Para as acções locais, a parceria dispõe das seguintes potencialidades:
- implicar o conjunto dos actores económicos, políticos e sociais, também
geradores da exclusão, em acções para erradicar este fenómeno.
- quebrar o isolamento individual e a exclusão dos indivíduos, dos grupos e das
pequenas comunidades, convidando-os a trabalhar mais em conjunto, e entre
eles, aproveitando melhor os seus recursos e coordenando as suas actuações.
- definir e partilhar outras regras do jogo que permitam desvanecer a separação
das lógicas económicas, sociais e políticas e a compartimentação das diferentes
políticas sectoriais (emprego, saúde, habitação, educação, protecção social,
cultura, etc.) tentando integrá-las.
- criar uma nova orientação de relacionamento e de colaboração entre a
administração pública, o mundo associativo, as redes sociais primárias, a
economia social e a empresa mercantil, na procura do interesse geral.
- convidar os responsáveis políticos, peritos, operadores de terreno, excluídos e
cidadãos para encontrarem espaços de expressão, interlocução, decisão e
actuação.
- experimentar novas alianças e estratégias nas acções locais que permitam uma
maior sensibilidade e visibilidade em relação às necessidades e exigências, uma
melhor expressão dos movimentos sociais emergentes e uma racionalização das
iniciativas e respostas.
- articular o local com o global, o processo de baixo para cima (bottom-up) e
vice-versa (top-down), ajudando a consciencializar sobre as mútuas implicações
e consequências que têm sobre a exclusão e ajudando a tentar eliminar os
obstáculos que se opõem às intervenções.
- converter-se no canalizador e catalizador do conjunto das exigências e
interesses de um determinado território.
- atrair recursos externos e criar sinergias e economias internas dos recursos
locais.
- ajudar a socializar e aproximar o poder, dado que este tende a concentrar-se e
distanciar-se dos cidadãos e, desta forma, permitir que se aprofundem e se
ampliem os processos democráticos e as decisões colectivas. No banquete do
poder da parceria, todos são convidados a ser anfitriões e comensais.
- limitar o corporativismo crescente de algumas grandes organizações que
tendem, sobretudo, a velar pelos seus interesses, obrigando-as a criar relações
de ponte entre elas, dando lugar a pactos e concertações, que podem ter
consequências locais positivas.
A parceria não é o remédio universal nem uma varinha mágica e, por isso, é
preciso descrever os riscos que comporta.

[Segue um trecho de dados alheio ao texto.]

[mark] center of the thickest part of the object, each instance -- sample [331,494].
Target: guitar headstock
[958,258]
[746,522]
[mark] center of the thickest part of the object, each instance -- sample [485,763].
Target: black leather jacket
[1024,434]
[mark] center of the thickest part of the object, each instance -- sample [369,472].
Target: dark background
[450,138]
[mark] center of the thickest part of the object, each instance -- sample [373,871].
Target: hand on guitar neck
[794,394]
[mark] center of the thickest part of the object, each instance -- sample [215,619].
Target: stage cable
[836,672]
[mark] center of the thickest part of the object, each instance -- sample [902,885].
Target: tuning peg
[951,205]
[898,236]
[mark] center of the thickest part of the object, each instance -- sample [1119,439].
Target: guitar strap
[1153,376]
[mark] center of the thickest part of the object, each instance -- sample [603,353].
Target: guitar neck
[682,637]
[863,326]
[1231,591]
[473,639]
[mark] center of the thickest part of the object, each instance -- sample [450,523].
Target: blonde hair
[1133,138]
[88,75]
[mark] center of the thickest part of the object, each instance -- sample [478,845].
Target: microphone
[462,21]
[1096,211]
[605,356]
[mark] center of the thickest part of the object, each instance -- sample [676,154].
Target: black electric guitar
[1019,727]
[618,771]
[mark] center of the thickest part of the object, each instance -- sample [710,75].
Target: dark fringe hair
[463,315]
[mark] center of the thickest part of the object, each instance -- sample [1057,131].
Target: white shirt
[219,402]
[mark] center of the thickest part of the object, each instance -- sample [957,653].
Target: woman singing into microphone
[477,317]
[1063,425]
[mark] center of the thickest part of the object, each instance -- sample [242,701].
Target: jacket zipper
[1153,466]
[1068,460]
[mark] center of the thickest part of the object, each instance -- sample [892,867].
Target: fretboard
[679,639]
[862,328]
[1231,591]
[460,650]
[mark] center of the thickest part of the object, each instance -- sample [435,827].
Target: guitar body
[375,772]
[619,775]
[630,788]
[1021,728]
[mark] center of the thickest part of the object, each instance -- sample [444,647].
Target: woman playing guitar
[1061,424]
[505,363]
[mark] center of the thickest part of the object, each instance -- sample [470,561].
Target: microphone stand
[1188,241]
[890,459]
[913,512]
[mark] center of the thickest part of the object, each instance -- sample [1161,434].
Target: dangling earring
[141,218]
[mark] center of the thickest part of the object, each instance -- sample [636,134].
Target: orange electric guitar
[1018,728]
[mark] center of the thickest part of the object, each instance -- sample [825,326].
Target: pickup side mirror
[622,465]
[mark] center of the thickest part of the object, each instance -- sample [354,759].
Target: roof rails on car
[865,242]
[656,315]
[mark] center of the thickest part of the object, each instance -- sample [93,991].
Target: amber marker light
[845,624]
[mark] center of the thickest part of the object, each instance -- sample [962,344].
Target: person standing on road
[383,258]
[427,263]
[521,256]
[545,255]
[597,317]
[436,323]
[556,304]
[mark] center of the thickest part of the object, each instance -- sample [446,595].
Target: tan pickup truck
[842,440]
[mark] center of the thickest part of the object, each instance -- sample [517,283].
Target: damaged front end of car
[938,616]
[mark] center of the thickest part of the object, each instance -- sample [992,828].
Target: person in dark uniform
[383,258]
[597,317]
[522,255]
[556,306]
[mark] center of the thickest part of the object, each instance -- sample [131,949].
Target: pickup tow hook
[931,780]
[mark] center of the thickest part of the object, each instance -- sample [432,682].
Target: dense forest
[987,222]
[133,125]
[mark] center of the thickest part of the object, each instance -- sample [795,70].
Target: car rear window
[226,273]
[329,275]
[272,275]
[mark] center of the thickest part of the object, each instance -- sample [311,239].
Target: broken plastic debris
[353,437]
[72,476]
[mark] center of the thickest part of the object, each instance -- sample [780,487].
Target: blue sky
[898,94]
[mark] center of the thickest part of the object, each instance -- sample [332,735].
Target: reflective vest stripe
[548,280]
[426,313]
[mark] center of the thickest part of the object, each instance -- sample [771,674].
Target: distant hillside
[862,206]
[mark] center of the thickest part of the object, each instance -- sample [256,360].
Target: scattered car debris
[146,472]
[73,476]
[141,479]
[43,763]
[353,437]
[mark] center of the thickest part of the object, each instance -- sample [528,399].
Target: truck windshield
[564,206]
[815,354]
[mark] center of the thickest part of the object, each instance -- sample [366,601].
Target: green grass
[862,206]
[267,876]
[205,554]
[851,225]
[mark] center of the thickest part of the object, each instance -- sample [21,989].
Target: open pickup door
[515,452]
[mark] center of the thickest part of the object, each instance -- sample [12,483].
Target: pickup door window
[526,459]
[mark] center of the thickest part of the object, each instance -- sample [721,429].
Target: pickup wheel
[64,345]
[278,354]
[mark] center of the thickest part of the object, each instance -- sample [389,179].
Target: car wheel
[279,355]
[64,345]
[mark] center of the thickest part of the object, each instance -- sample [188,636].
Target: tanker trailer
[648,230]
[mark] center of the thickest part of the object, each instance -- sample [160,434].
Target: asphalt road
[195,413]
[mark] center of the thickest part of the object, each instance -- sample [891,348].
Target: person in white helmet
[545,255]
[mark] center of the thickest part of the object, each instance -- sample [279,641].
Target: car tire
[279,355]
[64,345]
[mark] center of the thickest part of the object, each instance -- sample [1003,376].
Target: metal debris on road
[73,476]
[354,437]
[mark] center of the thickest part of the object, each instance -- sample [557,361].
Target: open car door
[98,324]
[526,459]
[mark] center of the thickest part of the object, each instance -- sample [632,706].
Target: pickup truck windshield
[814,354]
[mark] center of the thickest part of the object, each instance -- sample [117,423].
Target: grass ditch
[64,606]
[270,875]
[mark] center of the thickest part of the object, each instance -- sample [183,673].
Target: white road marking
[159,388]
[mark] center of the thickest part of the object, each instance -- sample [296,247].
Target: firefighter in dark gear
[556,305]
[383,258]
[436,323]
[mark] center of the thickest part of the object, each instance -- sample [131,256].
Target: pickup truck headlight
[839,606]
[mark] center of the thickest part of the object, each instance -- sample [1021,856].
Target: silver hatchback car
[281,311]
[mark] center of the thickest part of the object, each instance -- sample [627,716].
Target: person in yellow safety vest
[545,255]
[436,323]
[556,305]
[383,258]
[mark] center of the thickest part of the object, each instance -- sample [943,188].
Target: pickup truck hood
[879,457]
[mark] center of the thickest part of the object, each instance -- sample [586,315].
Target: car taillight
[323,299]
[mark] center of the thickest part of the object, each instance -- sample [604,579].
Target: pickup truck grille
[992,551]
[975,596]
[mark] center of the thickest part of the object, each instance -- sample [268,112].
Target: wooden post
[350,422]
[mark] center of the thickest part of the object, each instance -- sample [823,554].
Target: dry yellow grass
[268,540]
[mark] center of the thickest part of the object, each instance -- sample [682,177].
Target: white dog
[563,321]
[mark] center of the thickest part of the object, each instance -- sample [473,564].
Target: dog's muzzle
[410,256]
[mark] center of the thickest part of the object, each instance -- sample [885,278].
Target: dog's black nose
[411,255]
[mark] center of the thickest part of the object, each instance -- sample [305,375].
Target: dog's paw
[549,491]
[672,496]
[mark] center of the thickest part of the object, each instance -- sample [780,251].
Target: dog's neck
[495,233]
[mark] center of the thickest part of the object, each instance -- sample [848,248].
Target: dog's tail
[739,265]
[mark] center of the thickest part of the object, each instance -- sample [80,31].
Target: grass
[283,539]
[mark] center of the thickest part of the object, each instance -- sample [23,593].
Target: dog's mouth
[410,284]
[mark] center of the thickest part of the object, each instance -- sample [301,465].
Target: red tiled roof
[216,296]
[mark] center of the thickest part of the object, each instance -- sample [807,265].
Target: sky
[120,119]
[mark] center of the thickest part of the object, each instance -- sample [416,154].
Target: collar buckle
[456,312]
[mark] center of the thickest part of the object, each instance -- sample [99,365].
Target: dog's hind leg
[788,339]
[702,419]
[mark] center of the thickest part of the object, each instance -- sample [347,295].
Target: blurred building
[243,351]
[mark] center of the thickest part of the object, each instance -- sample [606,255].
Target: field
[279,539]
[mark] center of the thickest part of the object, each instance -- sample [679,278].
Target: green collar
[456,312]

Alguns deles são:
- o bloqueio que pode criar nas acções locais quando os actores não conseguem
entrar em acordo, ou, noutros casos, atrasar as decisões e/ou provocar a tomada
de decisões fora do tempo, e mesmo depois das circunstâncias terem mudado.
- a transformação da realidade para um cenário onde apenas se expressam, sem
resolvê-las, as tensões entre uma visão mais tradicional e outra mais inovadora.
- a sua utilização ser convertida numa arena política, onde prima, o
protagonismo e a interferência de umas opções e/ou pessoas em benefício
próprio, ou serem transferidos para esta arena outros conflitos que nada ou
muito pouco têm que ver com a luta contra a pobreza e a exclusão.
- a projecção sobre a parceria local de interesses alheios e extra locais,
nomeadamente de organizações de âmbito superior, que distorcem a situação
local.
- a criação de uma representação teatral, de uma peça já conhecida, onde os
actores representam o seu papel e o público assiste passivamente, sem que isso
se traduza em aplicações práticas. As populações pobres e excluídas nem sequer
podem entrar no teatro.
- a hegemonia de um único actor, que se destaque dos restantes, e não permita a
expressão dos mais frágeis e pequenos.
- uma má selecção do território onde se pretende actuar, o que pode implicar
uma falta de correspondência e de legitimidade dos componentes da parceria.
- a falta de implicação dos actores e/ou desequilíbrio entre eles no seu nível de
compromisso.
- a incapacidade de ir mais além de uma parceria pontual e específica, não
criando as condições da sua sustentabilidade e duração.